Definition[]
An Internet of Things (ioT) device is
| “ | any object or device which connects to the Internet to automatically send and/or receive data.[1] | ” |
Overview[]
IoT devices are an outcome of combining the worlds of information technology (IT) and operational technology (OT). Many IoT devices are the result of the convergence of cloud computing, mobile computing, embedded systems, big data, low-price hardware, and other technological advances. IoT devices can provide computing functionality, data storage, and network connectivity for equipment that previously lacked them, enabling new efficiencies and technological capabilities for the equipment, such as remote access for monitoring, configuration, and troubleshooting. IoT can also add the abilities to analyze data about the physical world and use the results to better inform decision making, alter the physical environment, and anticipate future events.
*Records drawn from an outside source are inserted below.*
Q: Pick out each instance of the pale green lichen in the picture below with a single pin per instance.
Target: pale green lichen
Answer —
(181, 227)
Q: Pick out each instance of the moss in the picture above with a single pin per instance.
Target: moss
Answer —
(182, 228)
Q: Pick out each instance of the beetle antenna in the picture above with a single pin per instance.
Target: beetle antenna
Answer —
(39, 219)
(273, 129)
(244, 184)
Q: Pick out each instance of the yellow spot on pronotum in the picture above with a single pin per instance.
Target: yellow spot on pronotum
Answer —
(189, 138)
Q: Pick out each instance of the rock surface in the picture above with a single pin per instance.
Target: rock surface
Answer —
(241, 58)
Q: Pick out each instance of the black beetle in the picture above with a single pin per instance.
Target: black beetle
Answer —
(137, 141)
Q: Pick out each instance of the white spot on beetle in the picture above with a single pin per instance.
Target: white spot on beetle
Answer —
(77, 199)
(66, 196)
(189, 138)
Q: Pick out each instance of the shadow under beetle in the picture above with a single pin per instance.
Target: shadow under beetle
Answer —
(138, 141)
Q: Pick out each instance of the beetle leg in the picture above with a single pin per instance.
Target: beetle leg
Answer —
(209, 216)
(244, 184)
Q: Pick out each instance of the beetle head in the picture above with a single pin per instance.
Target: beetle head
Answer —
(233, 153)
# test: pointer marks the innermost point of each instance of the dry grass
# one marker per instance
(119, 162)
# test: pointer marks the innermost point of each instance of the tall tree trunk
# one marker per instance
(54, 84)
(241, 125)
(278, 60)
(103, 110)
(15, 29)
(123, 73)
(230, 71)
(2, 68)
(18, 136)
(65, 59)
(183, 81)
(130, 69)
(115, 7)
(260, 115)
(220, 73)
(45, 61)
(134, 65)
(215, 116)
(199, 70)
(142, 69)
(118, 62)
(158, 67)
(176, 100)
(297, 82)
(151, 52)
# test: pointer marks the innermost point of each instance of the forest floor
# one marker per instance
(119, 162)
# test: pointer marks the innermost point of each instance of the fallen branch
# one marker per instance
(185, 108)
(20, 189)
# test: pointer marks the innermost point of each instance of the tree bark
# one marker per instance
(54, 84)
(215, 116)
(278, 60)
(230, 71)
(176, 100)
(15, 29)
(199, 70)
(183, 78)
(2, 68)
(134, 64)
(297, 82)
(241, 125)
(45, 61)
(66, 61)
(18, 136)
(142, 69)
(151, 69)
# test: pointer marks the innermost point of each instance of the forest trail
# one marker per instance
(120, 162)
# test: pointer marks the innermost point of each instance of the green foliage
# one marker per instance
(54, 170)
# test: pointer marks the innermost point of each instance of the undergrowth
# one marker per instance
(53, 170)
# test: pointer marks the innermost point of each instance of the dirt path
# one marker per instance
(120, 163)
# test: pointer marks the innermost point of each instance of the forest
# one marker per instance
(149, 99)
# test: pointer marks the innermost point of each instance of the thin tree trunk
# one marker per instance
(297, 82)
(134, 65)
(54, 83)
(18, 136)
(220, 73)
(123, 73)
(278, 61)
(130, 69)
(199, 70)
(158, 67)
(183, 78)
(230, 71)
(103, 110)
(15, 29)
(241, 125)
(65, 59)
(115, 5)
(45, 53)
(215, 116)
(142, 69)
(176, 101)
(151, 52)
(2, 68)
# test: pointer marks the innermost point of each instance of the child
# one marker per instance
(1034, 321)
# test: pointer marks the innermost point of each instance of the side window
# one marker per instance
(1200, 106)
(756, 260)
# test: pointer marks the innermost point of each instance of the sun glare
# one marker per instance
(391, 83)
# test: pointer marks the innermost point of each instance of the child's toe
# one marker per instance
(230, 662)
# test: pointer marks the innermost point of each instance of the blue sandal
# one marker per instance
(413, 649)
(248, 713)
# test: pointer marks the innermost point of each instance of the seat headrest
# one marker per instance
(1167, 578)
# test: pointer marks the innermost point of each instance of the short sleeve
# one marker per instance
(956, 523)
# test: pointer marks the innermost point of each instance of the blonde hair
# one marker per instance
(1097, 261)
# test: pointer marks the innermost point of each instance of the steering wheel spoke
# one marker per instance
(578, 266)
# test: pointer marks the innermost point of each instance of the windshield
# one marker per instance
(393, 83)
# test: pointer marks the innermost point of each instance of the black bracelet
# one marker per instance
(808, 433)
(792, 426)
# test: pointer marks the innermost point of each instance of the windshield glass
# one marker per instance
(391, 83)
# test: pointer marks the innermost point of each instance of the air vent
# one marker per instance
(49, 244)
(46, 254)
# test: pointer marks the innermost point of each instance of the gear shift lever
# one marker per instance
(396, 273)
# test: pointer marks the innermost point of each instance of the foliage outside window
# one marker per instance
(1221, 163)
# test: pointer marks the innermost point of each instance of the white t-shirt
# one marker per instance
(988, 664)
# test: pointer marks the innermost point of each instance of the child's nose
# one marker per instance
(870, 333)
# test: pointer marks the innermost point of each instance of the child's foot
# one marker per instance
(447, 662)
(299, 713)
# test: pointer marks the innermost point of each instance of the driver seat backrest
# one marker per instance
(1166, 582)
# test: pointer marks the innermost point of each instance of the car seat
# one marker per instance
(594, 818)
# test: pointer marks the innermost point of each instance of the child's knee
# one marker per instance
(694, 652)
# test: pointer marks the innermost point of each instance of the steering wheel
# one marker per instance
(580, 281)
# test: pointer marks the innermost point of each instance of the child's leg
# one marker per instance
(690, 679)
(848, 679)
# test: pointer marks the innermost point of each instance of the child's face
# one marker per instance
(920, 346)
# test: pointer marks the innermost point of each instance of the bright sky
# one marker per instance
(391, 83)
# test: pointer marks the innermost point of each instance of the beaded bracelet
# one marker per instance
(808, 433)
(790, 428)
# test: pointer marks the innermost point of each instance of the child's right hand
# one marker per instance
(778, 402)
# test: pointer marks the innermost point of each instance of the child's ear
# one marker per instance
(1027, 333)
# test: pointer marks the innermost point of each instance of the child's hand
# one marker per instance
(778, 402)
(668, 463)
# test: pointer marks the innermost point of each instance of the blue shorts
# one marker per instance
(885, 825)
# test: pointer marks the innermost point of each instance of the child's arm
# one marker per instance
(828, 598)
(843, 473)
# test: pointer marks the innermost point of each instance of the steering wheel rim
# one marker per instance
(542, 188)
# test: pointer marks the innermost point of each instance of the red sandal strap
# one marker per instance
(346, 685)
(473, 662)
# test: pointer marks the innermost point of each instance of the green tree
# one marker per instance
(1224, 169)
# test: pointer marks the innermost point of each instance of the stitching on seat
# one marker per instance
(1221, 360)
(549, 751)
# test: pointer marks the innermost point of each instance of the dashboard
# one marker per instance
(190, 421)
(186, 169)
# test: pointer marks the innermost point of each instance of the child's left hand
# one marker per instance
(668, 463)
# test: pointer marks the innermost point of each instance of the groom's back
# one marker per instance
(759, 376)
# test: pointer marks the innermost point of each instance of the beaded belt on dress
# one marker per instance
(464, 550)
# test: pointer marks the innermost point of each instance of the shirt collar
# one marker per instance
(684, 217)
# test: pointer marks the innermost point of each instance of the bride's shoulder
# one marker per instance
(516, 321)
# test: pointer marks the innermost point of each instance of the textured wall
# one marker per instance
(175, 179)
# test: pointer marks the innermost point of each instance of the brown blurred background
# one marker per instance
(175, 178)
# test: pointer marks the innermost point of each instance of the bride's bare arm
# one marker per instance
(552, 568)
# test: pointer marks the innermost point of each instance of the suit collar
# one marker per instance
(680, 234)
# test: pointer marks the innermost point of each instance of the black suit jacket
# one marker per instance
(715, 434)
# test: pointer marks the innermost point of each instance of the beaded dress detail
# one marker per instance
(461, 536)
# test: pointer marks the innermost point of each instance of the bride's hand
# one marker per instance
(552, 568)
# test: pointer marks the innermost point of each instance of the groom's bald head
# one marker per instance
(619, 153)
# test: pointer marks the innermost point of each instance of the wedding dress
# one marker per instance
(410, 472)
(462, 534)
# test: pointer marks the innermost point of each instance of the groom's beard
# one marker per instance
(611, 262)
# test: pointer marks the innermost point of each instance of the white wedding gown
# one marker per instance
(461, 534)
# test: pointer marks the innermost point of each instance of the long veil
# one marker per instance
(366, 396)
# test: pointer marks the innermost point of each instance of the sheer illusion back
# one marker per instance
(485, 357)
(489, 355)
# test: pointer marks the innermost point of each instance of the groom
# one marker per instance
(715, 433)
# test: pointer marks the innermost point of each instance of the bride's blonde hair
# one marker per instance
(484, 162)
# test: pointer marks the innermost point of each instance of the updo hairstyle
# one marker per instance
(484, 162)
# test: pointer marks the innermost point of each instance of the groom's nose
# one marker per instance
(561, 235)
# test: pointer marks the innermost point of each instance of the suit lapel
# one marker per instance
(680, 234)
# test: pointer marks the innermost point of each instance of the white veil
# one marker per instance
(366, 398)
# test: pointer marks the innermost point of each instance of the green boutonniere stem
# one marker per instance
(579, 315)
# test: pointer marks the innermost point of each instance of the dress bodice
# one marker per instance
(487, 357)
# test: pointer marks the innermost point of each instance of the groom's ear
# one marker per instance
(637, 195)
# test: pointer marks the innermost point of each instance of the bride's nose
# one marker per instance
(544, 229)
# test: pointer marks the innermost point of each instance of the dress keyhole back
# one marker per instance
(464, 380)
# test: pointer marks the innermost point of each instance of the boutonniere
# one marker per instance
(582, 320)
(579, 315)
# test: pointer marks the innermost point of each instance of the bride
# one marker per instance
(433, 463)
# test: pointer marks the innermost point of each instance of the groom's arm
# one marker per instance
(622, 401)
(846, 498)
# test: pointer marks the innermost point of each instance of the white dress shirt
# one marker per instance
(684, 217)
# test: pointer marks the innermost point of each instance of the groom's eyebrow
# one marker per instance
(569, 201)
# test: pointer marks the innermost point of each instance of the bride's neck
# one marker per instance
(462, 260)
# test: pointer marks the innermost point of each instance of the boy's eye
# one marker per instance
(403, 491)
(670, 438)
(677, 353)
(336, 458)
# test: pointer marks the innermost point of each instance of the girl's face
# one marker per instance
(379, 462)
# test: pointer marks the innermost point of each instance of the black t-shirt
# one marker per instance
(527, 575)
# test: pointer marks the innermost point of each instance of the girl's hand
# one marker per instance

IoT devices are often called "smart" devices because they have sensors and complex data analysis programs (analytics). IoT devices collect data using sensors and offer services to the user based on the analyses of the data and according to user-defined parameters. For example, a smart refrigerator uses sensors (e.g., cameras) to inventory stored items and can alert the user when items run low based on image recognition analyses. Sophisticated IoT devices can "learn" by recognizing patterns in user preferences and historical use data. An IoT device can become "smarter" as its program adjusts to improve its prediction capability so as to enhance user experiences or utility.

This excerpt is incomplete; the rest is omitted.